'We have so far called for Rs 20,000 crore worth of tenders,' says Chandrababu Naidu
Andhra Pradesh chief minister Nara Chandrababu Naidu spoke to Business Today on the challenges before the state on building the new capital, mobilizing funds and raising revenue at a time when there are no visible options available.
Andhra Pradesh chief minister Nara Chandrababu Naidu spoke to Business Today on the challenges before the state on building the new capital, mobilizing funds and raising revenue at a time when there are no visible options available. Excerpts:
To fructify your plans to build Amaravati as a happy city, you will need great deal of resources, how do you propose to mobilize the huge funds, over a lakh crore, that you apparently need to build the new capital city of Amaravati?
There is inherent strength here. With or without the support of the Centre, we have to do. We will have to tap private investment. People gave me around Rs 50,000 crore worth of land and if you see the layout, the private institutions, roads and infrastructure, it has been possible with the unique way in which land pooling has happened here.
How much have you spent till date on the temporary capital?
So far, we have so far called Rs 20,000 crore worth of tenders.
While you are talking of building a happy city, you are currently unhappy with the central government. Right?
What I am saying is that I am unhappy and at the same time, I have to move forward in life.
How do you want to improve the state revenues with no new options seemingly available given that the many industries that have come will not generate revenue since many enjoy long periods of tax holidays? But then revenue expenditure and debt is increasing.

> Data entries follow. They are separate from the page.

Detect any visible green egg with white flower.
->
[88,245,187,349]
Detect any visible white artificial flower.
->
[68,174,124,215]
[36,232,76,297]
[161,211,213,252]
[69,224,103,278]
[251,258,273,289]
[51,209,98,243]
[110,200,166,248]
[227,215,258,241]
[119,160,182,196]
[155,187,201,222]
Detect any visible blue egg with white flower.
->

It is all about economic activity. Somebody has to produce and somebody has to consume. How to produce, it would be either from agriculture, industries or services. My growth rate is 10.4 per cent average over the last four years.
But then, that is largely from agriculture - dairy and fisheries?

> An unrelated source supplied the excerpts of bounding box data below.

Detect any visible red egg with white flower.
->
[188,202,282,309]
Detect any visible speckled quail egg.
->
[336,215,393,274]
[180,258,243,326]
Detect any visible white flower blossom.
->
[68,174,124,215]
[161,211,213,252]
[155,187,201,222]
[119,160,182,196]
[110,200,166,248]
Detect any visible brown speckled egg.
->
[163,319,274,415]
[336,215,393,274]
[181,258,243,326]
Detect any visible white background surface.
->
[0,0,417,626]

Today, the low hanging fruit is agriculture and now industries and services are growing and I am confident, it will happen.
But then, it will take 10 or 20 years?
It is a continous struggle. You are investing money, you have to get good returns.
Lastly, on fiscal management. The debt is rising, the deficit is more than the FRBM norms and then there are pending bills that need to be cleared and money paid. How do you plan to reduce expenditure?
We have to stimulate the economy. In the initial stage because of bifurcation, I will have some problems but then, ultimately, I am managing better than other states, which are all well established. You can see go through that.